Phase 1: Instrumentation only
Add canonicalization, key calculation, and would-hit telemetry without serving from cache. Use this phase to identify high-value prompt blocks and estimate savings.
Phase 2: Safe prompt-prefix caching
Enable static system prompt, developer prompt, tool schema, and structured output schema caching. Keep response caching disabled.
Phase 3: Context and retrieval caching
Add TTL-bound cache entries for repository summaries, document retrieval results, and memory summaries with strict invalidation tags.
Phase 4: Selective response caching
Enable final response caching only for deterministic subtasks such as classification, routing, extraction, and policy checks.
Phase 5: Optimization loop
Tune TTLs, admission policy, eviction policy, and provider-specific cache hints based on actual hit rates, cost avoided, stale-entry incidents, and quality evaluation results.

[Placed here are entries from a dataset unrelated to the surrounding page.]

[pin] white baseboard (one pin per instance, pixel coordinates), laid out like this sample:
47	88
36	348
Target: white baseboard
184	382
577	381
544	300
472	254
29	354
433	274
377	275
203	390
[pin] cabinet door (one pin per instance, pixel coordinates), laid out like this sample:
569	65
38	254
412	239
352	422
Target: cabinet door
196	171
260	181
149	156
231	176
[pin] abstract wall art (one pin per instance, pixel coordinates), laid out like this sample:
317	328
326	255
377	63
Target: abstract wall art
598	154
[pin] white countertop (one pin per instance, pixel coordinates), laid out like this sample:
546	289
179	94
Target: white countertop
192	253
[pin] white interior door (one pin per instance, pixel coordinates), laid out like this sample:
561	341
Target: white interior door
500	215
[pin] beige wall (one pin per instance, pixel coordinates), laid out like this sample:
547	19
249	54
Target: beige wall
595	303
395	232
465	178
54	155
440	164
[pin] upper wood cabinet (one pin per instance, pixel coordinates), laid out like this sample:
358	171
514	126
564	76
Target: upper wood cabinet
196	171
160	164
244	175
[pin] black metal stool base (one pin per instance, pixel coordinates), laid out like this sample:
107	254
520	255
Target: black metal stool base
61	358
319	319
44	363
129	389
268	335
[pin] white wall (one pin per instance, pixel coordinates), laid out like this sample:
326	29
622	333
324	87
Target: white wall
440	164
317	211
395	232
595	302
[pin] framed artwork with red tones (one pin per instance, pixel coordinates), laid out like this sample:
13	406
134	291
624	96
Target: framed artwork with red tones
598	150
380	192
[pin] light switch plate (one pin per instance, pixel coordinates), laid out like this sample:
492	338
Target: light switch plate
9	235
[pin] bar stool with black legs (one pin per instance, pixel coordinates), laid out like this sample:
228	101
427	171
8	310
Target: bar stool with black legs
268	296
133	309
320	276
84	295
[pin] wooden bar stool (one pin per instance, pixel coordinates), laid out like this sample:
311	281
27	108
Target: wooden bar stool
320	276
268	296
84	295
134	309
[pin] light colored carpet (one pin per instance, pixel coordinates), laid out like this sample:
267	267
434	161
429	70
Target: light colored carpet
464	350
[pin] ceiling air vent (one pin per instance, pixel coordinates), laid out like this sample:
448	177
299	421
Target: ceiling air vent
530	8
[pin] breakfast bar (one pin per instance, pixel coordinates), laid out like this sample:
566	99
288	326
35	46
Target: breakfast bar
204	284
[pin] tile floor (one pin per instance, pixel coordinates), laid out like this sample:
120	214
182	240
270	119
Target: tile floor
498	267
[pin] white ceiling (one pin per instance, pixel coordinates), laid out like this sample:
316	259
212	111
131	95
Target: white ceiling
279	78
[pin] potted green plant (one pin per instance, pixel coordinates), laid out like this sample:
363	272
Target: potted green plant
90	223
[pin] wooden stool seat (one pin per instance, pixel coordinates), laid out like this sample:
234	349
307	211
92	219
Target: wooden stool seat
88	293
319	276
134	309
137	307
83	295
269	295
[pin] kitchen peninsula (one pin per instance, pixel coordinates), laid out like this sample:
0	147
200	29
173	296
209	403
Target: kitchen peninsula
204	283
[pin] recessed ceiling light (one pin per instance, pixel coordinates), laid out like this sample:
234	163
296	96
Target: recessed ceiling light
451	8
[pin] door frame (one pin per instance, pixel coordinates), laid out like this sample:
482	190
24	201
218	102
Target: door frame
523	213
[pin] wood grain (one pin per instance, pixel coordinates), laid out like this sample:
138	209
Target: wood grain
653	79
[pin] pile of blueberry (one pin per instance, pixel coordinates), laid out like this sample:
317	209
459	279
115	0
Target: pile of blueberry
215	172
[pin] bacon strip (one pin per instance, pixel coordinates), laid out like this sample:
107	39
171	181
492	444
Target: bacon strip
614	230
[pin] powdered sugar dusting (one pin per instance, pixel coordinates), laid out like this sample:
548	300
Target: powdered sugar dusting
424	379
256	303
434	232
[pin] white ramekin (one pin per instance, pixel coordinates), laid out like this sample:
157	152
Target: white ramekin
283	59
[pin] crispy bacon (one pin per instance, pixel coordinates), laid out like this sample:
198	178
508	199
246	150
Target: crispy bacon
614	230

18. Anti-patterns and Pitfalls
Most prompt-cache failures are not infrastructure failures. They show up as silent quality regressions, runaway storage growth, or cache hit rates that look great in dashboards but never translate into latency or cost wins. The patterns below are the ones that cost teams the most time to diagnose.
send_email or create_ticket response means the agent thinks the action
succeeded without re-executing it. Side-effecting calls must be excluded by entry type, not by hand-maintained allowlists.
Fix: declare side-effect class on every tool schema. Eligibility policy reads it directly; the cache router never sees the option.